March soybeans and soybean meal led grain prices lower Friday after USDA’s weekly report showed new marketing year lows of export sales for corn, soybeans, meal, wheat, rice and pork. The U.S. dollar index also contributed to grains’ lower closes, trading higher after the Labor Department showed a bigger-than-expected wage increase in December.
Corn and beans were lower at midday following some low weekly sales numbers.
CORN
Corn trade is 1 to 2 cents lower at midday and we have been down around 4 cents due to a firmer dollar and low weekly sales number. The weekly export sales were a marketing year low at 429,000 tons. Granted it was a slower holiday week so the market is not too concerned, but with South American new crop supplies not too far away the market will be watching exports closely as we move forward.
The weekly ethanol report yesterday showed record production, with production up 1.46% on the week and stocks down .03%. So there was positive weekly usage data yesterday. There are limited fresh weather news to be concerned about illustrated by the lower corn and soybean trade here at midday.
On the March corn chart support is at the $3.55 20-day moving average, then the $3.51 100-day and lowest major moving average. Resistance is at $3.65 which is the upper Bollinger band as well as the area of our 2-month high.
SOYBEANS
Soybean trade is 11 cents lower on new crop and 15 lower on March at midday due to some chart selling and a low weekly export sales number. Meal is down $6.50 and bean oil is down 15 points. The weekly soybean sales were 87,500, down 90% from a week ago.
Meal sales were only 83,300 tons and bean oil sales were good at 30,900 tons. The dollar strength is negative as well but at least crude is giving light spillover outside market support to limit downside.

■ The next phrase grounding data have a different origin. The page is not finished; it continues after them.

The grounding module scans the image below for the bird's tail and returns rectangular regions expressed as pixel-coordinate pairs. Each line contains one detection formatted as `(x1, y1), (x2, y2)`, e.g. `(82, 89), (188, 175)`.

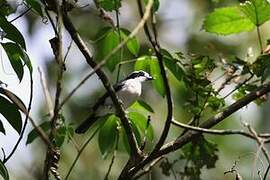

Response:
(75, 115), (98, 134)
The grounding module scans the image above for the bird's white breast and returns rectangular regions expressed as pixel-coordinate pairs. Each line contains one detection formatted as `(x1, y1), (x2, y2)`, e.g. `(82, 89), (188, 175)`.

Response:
(104, 79), (142, 109)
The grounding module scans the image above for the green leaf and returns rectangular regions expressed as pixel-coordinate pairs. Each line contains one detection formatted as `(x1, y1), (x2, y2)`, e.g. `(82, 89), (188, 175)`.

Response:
(25, 0), (44, 17)
(120, 29), (140, 56)
(96, 29), (121, 71)
(132, 100), (154, 113)
(203, 6), (254, 35)
(55, 126), (67, 147)
(251, 54), (270, 81)
(0, 96), (22, 134)
(181, 136), (218, 179)
(0, 160), (9, 180)
(97, 0), (121, 11)
(134, 56), (151, 72)
(98, 115), (119, 159)
(144, 0), (160, 12)
(2, 42), (24, 81)
(0, 16), (26, 49)
(0, 88), (27, 111)
(240, 0), (270, 26)
(122, 121), (142, 153)
(0, 120), (5, 135)
(26, 121), (50, 145)
(0, 2), (14, 16)
(128, 111), (154, 141)
(150, 56), (166, 97)
(162, 49), (185, 81)
(21, 49), (33, 73)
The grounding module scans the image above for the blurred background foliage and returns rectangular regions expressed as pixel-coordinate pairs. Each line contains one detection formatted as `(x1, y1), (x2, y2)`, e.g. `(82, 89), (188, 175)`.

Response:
(2, 0), (270, 179)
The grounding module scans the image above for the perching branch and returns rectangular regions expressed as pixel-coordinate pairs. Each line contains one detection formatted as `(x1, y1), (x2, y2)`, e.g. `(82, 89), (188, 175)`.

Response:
(61, 1), (145, 159)
(127, 82), (270, 177)
(136, 0), (173, 153)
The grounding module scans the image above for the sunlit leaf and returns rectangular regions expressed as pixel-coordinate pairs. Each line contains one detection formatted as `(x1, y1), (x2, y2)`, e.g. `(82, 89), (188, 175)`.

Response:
(134, 56), (151, 72)
(0, 95), (22, 134)
(240, 0), (270, 26)
(97, 0), (121, 11)
(0, 16), (26, 49)
(144, 0), (160, 12)
(96, 29), (121, 71)
(130, 100), (154, 113)
(128, 111), (154, 141)
(203, 6), (254, 35)
(122, 121), (142, 153)
(0, 160), (9, 180)
(120, 28), (140, 56)
(26, 121), (50, 145)
(162, 49), (185, 81)
(150, 56), (166, 97)
(98, 115), (119, 159)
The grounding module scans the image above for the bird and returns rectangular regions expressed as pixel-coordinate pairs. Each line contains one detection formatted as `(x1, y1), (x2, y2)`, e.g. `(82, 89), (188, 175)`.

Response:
(75, 70), (154, 134)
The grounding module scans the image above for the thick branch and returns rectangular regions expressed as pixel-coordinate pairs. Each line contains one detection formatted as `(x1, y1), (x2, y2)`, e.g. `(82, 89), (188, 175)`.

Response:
(61, 3), (141, 158)
(128, 82), (270, 176)
(137, 0), (173, 153)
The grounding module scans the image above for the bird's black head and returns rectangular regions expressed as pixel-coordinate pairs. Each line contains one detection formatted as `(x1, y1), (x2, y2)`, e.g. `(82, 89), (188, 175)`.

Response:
(125, 70), (154, 82)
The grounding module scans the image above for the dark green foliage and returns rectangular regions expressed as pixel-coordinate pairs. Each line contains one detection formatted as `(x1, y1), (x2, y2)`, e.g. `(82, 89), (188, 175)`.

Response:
(97, 0), (122, 11)
(0, 16), (26, 49)
(26, 121), (50, 145)
(95, 27), (140, 71)
(0, 160), (9, 180)
(180, 136), (219, 179)
(25, 0), (44, 17)
(0, 96), (22, 134)
(0, 120), (5, 135)
(98, 115), (119, 158)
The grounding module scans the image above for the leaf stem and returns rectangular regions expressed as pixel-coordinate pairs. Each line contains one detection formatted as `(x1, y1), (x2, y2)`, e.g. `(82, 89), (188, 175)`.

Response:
(256, 26), (263, 53)
(64, 125), (101, 180)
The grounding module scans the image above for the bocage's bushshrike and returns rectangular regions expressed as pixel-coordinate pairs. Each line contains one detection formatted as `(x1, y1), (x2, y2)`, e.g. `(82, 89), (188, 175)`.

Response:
(75, 70), (154, 133)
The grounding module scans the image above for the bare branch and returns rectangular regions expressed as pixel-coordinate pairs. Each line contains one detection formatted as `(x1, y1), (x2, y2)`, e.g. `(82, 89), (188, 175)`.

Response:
(64, 125), (101, 180)
(38, 67), (54, 117)
(128, 82), (270, 177)
(61, 0), (155, 160)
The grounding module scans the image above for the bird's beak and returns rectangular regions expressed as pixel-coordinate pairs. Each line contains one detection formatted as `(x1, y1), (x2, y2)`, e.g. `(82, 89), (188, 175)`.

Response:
(147, 76), (154, 81)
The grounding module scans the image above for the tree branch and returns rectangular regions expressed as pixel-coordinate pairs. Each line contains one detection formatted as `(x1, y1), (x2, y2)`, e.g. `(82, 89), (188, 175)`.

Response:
(128, 82), (270, 177)
(61, 2), (142, 159)
(136, 0), (173, 154)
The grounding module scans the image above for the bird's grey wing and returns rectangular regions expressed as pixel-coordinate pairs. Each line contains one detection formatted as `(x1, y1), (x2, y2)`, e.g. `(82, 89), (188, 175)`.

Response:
(75, 82), (125, 134)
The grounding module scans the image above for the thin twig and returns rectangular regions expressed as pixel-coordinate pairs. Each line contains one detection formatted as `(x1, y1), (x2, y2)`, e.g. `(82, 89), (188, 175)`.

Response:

South American weather is not helping out the market bulls today with limited fresh concerning news to talk about. Some production estimates have slipped the past week or two, but no one appears to be concerned about a major issue, i.e. a big South American crop is expected to keep world supplies at historic high levels. Demand may need to still pick up more to be the force that keeps beans above $$10.
On the March chart we are just below $10 at midday and are about to challenge support at the $9.96 100-day moving average which is the lowest major moving average. The low on Tuesday at $9.92 3/4 is the next level of notable chart support then the $9.83 3/4 2-month low Midday resistance is at the $10.07 200-day then the $10.21 20-day moving average.
WHEAT
Wheat trade is slow at midday with chart buying appearing to keep wheat from slipping and keeping the higher chart trend intact. Chicago is steady, off 2 cents from the daily high and December-January high, Minneapolis is up a penny and Kansas City is up 2 cents. There is limited fresh news this morning to drive the futures higher.
The weekly export sales were only 183,700 tons which is a marketing year low. The dollar is higher and there are limited additional weather issues to talk about.
The chart is good with the move above the 100-day moving average and close above it on Thursday. This level is now support at $4.31 on the Kansas City March contract. A second daily close could still attract fund or small speculative buying here. Fundamentally it is hard to be friendly, but the long-term lows we are at, or near by, give wheat a longer-term ownership appeal.